Transmutation
Lori reached over to squeeze her hand.
Cory got the wire off the cap, and the cork blew of its own accord.
People exclaimed, jumped out of the way.
Champagne flowed out of the bottle onto the table, dripping onto the floor.
The image on the wall changed to show their table extending, with John seated at it with them, with his own cup, enjoying with them.
“So lets get this party started,” John’s image said.
Lori cried harder while she held her cup to Cory for some champagne.
All cups filled, Lori couldn’t restrain herself. “I love you so much, John!”
“I love you, too, Lori. But no tears now or we’ll be drinking them in our glasses.” John held his glass high for all to follow. “Here’s to Lori,” he said, “for being the best wife a guy ever had.” Everyone nodded and began to click glasses, but John continued. “And here’s to everyone else, as well.

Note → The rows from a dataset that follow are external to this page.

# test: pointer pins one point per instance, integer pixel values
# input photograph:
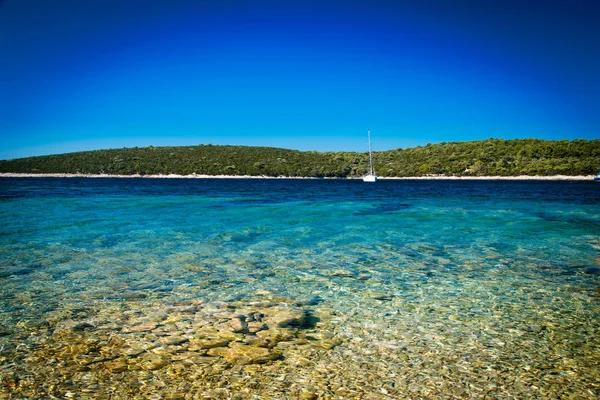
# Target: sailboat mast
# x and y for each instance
(370, 153)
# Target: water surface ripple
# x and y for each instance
(334, 289)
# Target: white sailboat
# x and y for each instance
(370, 177)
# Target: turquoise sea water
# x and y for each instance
(449, 289)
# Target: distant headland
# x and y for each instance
(486, 159)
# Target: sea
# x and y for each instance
(299, 289)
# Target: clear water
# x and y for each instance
(497, 279)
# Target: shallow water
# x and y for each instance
(407, 289)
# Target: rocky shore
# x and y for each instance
(429, 177)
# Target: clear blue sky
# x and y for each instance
(307, 75)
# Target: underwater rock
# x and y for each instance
(239, 324)
(116, 365)
(243, 354)
(153, 362)
(82, 326)
(285, 317)
(142, 327)
(382, 296)
(276, 335)
(341, 272)
(173, 340)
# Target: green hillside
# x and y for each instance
(478, 158)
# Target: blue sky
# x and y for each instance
(308, 75)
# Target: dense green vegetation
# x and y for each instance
(478, 158)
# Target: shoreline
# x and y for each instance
(175, 176)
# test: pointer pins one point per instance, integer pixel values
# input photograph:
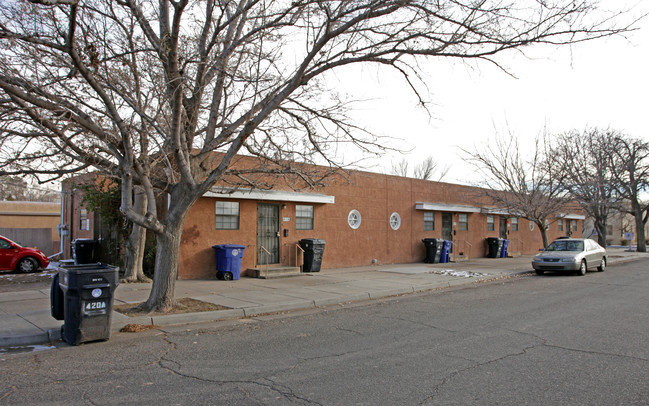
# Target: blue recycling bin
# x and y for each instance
(503, 251)
(228, 261)
(445, 255)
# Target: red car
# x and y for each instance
(13, 256)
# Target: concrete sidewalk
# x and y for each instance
(25, 316)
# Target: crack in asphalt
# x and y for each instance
(523, 351)
(285, 391)
(453, 374)
(419, 323)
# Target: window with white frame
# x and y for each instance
(227, 215)
(429, 221)
(463, 221)
(490, 223)
(514, 223)
(303, 217)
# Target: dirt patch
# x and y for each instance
(137, 328)
(184, 305)
(16, 282)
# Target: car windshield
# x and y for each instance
(566, 246)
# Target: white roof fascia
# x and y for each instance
(571, 216)
(446, 207)
(501, 212)
(270, 195)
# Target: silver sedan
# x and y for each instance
(571, 254)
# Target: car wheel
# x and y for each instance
(27, 265)
(582, 268)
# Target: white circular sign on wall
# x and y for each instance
(354, 219)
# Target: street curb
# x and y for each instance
(119, 320)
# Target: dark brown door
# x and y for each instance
(267, 233)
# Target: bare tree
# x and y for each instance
(630, 160)
(428, 168)
(135, 243)
(584, 158)
(148, 90)
(401, 168)
(424, 170)
(529, 187)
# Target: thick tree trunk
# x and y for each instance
(601, 233)
(544, 234)
(161, 298)
(639, 227)
(135, 244)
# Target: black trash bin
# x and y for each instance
(56, 299)
(494, 246)
(87, 301)
(433, 250)
(445, 256)
(83, 251)
(313, 251)
(503, 251)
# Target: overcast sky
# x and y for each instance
(603, 83)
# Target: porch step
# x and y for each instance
(273, 272)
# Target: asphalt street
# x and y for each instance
(555, 339)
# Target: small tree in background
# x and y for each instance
(630, 161)
(588, 172)
(527, 186)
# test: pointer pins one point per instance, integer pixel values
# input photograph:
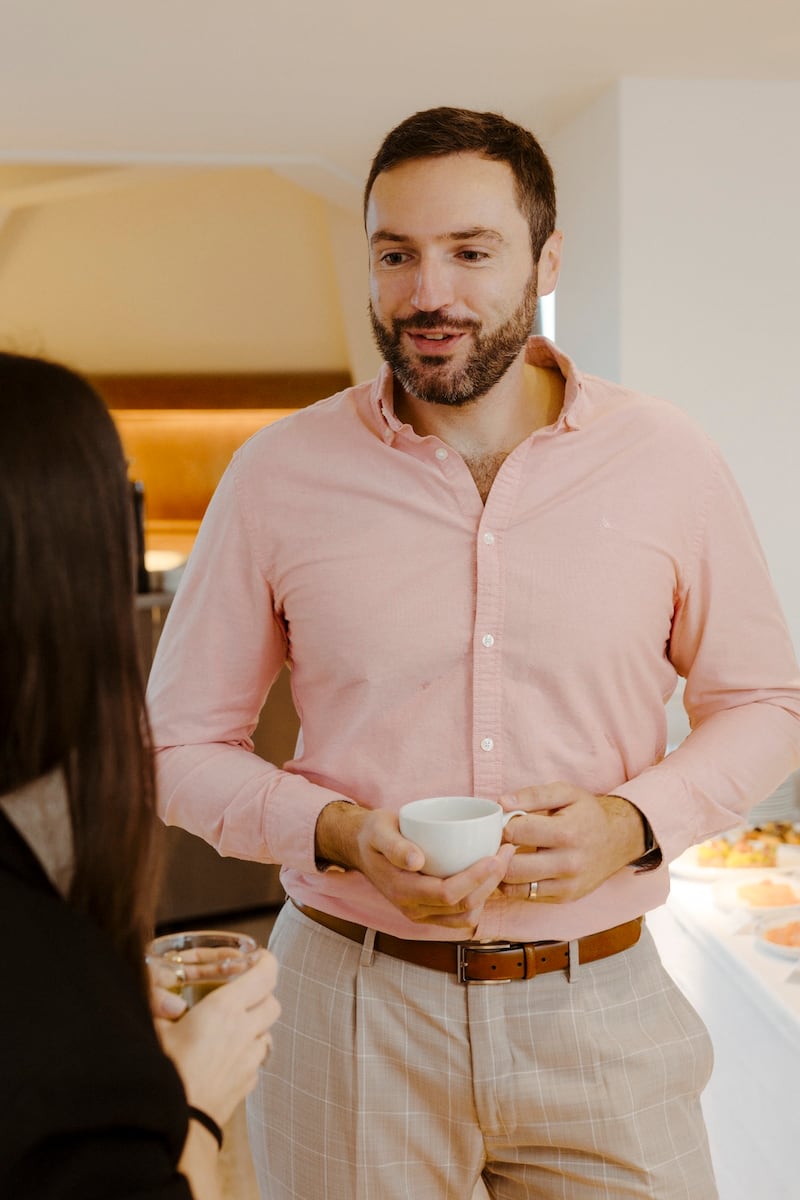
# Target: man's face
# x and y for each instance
(452, 279)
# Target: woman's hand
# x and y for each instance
(218, 1044)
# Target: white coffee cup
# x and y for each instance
(453, 831)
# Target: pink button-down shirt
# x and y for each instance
(439, 646)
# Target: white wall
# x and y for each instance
(704, 276)
(585, 159)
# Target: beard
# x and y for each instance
(435, 379)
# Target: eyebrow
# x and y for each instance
(475, 232)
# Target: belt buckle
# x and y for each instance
(465, 948)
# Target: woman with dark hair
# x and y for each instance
(92, 1107)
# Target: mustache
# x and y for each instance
(437, 319)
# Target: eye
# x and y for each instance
(394, 258)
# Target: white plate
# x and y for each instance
(727, 892)
(686, 865)
(785, 952)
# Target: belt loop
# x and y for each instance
(367, 949)
(575, 961)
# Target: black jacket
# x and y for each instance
(90, 1108)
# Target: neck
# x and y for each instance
(524, 400)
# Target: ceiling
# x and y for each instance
(310, 88)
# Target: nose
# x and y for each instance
(432, 287)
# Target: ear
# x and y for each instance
(549, 264)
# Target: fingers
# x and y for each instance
(458, 900)
(384, 838)
(166, 1003)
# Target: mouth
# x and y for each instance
(433, 342)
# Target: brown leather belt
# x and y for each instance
(487, 961)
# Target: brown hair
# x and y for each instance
(437, 132)
(71, 687)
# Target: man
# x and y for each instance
(486, 571)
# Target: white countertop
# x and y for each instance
(750, 1000)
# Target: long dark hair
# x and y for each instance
(437, 132)
(71, 685)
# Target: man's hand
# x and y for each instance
(570, 840)
(370, 841)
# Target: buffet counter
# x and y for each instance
(749, 997)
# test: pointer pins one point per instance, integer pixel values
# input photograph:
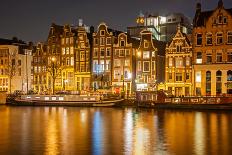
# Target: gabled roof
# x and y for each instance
(201, 17)
(160, 45)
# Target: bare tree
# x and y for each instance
(55, 69)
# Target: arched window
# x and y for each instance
(208, 83)
(218, 82)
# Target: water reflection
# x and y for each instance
(57, 130)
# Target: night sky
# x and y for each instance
(30, 20)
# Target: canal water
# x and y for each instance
(108, 131)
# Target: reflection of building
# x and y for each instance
(162, 27)
(212, 51)
(15, 65)
(178, 70)
(123, 66)
(103, 41)
(150, 65)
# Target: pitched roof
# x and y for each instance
(201, 17)
(160, 45)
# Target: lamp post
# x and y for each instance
(53, 74)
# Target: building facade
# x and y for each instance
(163, 27)
(15, 66)
(82, 59)
(178, 66)
(102, 58)
(40, 82)
(150, 63)
(212, 51)
(123, 64)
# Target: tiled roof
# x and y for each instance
(160, 45)
(201, 17)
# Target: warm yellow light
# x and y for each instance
(53, 59)
(139, 54)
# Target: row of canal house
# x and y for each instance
(195, 64)
(85, 60)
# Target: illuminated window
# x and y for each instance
(95, 65)
(219, 38)
(102, 41)
(199, 58)
(179, 62)
(225, 20)
(108, 64)
(229, 56)
(127, 62)
(139, 66)
(95, 53)
(187, 76)
(219, 57)
(146, 54)
(178, 76)
(71, 50)
(122, 43)
(72, 61)
(169, 76)
(102, 52)
(108, 52)
(209, 39)
(188, 61)
(108, 41)
(170, 62)
(229, 37)
(117, 63)
(121, 53)
(102, 32)
(208, 82)
(218, 82)
(146, 66)
(198, 76)
(146, 44)
(96, 41)
(199, 39)
(178, 48)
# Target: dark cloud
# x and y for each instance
(30, 19)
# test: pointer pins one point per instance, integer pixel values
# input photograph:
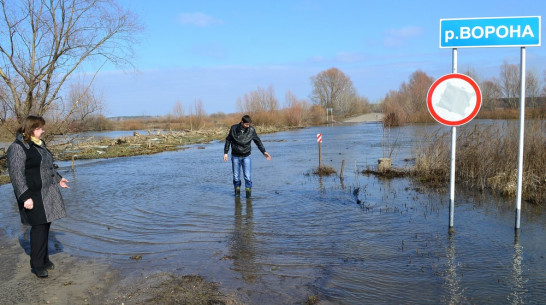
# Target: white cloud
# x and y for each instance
(398, 37)
(198, 19)
(347, 57)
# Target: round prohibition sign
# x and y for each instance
(454, 99)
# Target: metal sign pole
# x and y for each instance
(521, 138)
(453, 146)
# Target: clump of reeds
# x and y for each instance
(324, 170)
(486, 158)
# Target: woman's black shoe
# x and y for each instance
(40, 272)
(49, 265)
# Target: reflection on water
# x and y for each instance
(356, 240)
(452, 279)
(517, 297)
(242, 242)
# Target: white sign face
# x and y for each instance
(454, 99)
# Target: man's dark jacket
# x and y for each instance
(240, 139)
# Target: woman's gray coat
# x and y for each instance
(33, 176)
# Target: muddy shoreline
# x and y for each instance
(83, 281)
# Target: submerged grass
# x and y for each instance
(486, 158)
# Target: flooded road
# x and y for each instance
(356, 240)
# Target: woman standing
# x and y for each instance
(35, 181)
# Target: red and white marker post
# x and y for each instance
(319, 141)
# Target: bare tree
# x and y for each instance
(333, 89)
(84, 102)
(197, 114)
(491, 93)
(509, 82)
(42, 43)
(178, 110)
(532, 88)
(258, 101)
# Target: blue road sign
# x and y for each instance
(490, 32)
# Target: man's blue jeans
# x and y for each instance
(246, 164)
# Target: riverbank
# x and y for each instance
(151, 142)
(84, 281)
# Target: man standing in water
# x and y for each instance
(239, 138)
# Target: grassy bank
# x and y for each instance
(486, 159)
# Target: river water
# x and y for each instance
(356, 240)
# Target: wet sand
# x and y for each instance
(79, 281)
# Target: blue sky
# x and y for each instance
(216, 51)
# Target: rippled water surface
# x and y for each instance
(356, 240)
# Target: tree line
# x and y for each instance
(46, 47)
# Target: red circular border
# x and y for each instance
(469, 117)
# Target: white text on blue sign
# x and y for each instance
(490, 32)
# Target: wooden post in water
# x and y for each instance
(319, 141)
(320, 161)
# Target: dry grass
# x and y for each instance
(324, 170)
(486, 158)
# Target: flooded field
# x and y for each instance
(356, 240)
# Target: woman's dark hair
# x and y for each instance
(30, 123)
(246, 119)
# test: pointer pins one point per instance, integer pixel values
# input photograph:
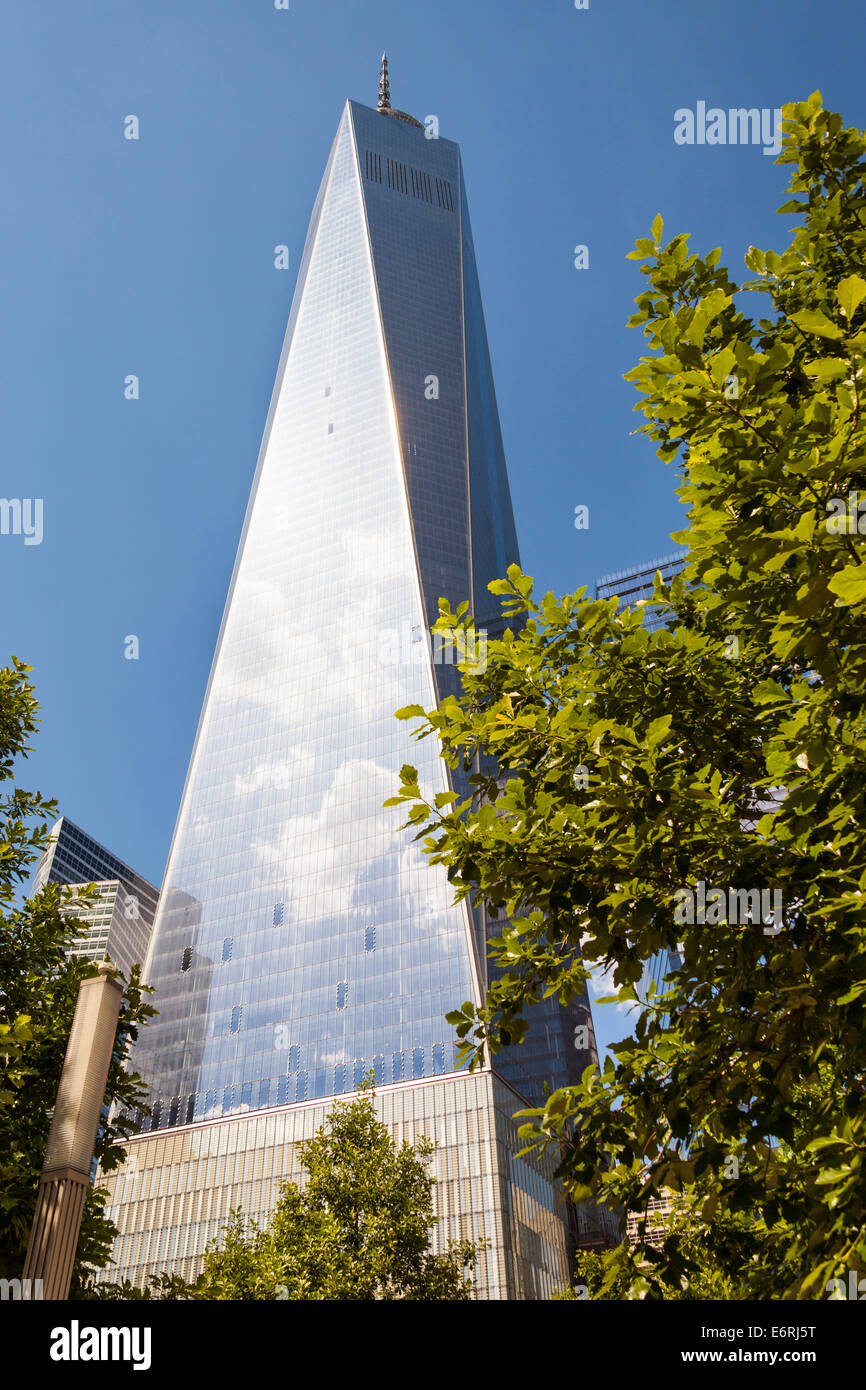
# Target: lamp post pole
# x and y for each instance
(68, 1155)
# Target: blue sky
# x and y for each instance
(156, 257)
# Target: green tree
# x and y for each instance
(357, 1229)
(38, 994)
(727, 749)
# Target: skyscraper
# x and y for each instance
(120, 918)
(302, 938)
(637, 583)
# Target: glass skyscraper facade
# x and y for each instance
(637, 584)
(302, 938)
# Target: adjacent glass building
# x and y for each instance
(637, 583)
(302, 938)
(120, 918)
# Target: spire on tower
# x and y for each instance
(384, 86)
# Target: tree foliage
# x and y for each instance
(727, 748)
(357, 1229)
(38, 993)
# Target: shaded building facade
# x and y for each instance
(118, 920)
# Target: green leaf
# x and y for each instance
(815, 321)
(850, 292)
(850, 584)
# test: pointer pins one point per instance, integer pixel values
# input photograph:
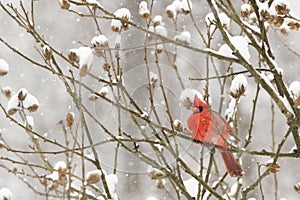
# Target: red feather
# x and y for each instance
(209, 127)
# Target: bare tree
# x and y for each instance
(130, 79)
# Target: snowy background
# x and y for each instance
(65, 30)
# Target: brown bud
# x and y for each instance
(156, 174)
(64, 4)
(282, 9)
(33, 107)
(47, 52)
(106, 67)
(278, 21)
(160, 184)
(284, 31)
(297, 102)
(70, 118)
(177, 125)
(297, 187)
(6, 91)
(93, 177)
(294, 26)
(22, 94)
(73, 57)
(52, 185)
(275, 167)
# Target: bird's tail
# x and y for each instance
(233, 167)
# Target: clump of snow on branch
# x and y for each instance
(238, 86)
(94, 4)
(173, 9)
(64, 4)
(83, 56)
(5, 194)
(6, 91)
(187, 97)
(47, 52)
(186, 6)
(237, 89)
(70, 118)
(210, 20)
(4, 67)
(144, 12)
(295, 89)
(116, 24)
(99, 44)
(112, 181)
(159, 30)
(153, 79)
(22, 100)
(93, 177)
(275, 15)
(191, 186)
(157, 20)
(177, 7)
(177, 124)
(103, 91)
(155, 173)
(29, 123)
(184, 37)
(240, 44)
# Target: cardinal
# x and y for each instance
(209, 127)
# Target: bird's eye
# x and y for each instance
(200, 108)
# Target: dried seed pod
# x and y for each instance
(160, 184)
(73, 57)
(4, 67)
(278, 21)
(282, 9)
(238, 86)
(144, 12)
(6, 91)
(178, 125)
(155, 173)
(294, 26)
(275, 167)
(93, 177)
(246, 10)
(22, 94)
(47, 52)
(157, 20)
(64, 4)
(70, 118)
(297, 187)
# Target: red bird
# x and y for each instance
(209, 127)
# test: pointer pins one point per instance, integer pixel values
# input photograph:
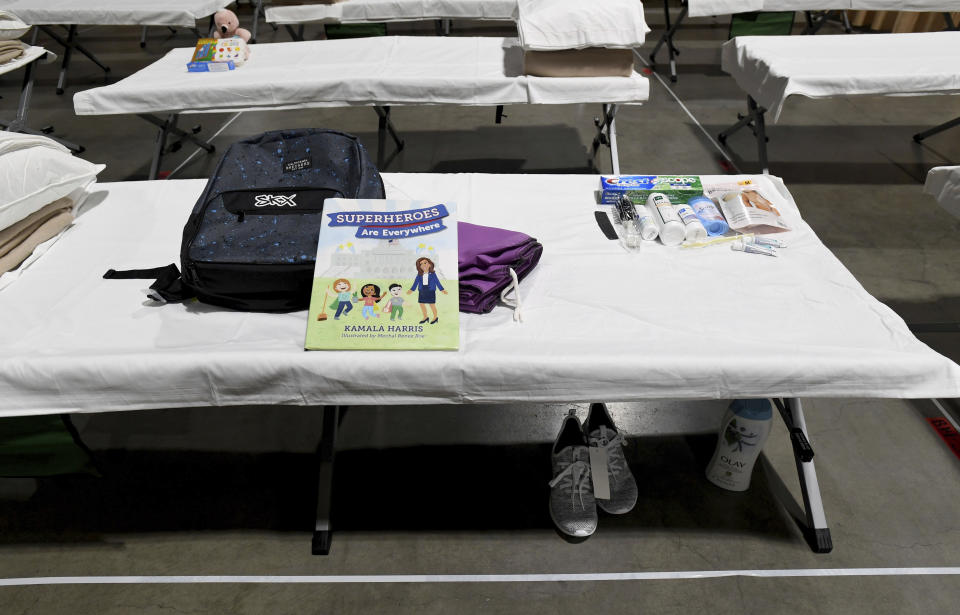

It’s good to see you again, Cory, and my little doll Marie! Damn, you look good!”
All chuckled.
John continued. “Here’s to everyone of us: We’re all part of the process that brought us here to this fantastic ship with the galaxy’s smartest A.I.—”
Marie and Lori smiled.
“Ooooh! Gene!” Gadin said.
“Patting herself on the back! Shameless!” Cory said.
“That has brought us to the age of transmutation, health, and longevity. You’re my kind of people. And I’ve been so proud to love you all.”
Tears flowed freely down Lori’s cheeks as all drank the toast.
CHAPTER
29
A rapid gong jarred Gadin from his sleep.
Marie was already gone.
The gong repeated.
Gadin rolled over in his bed. “What is it with you people!”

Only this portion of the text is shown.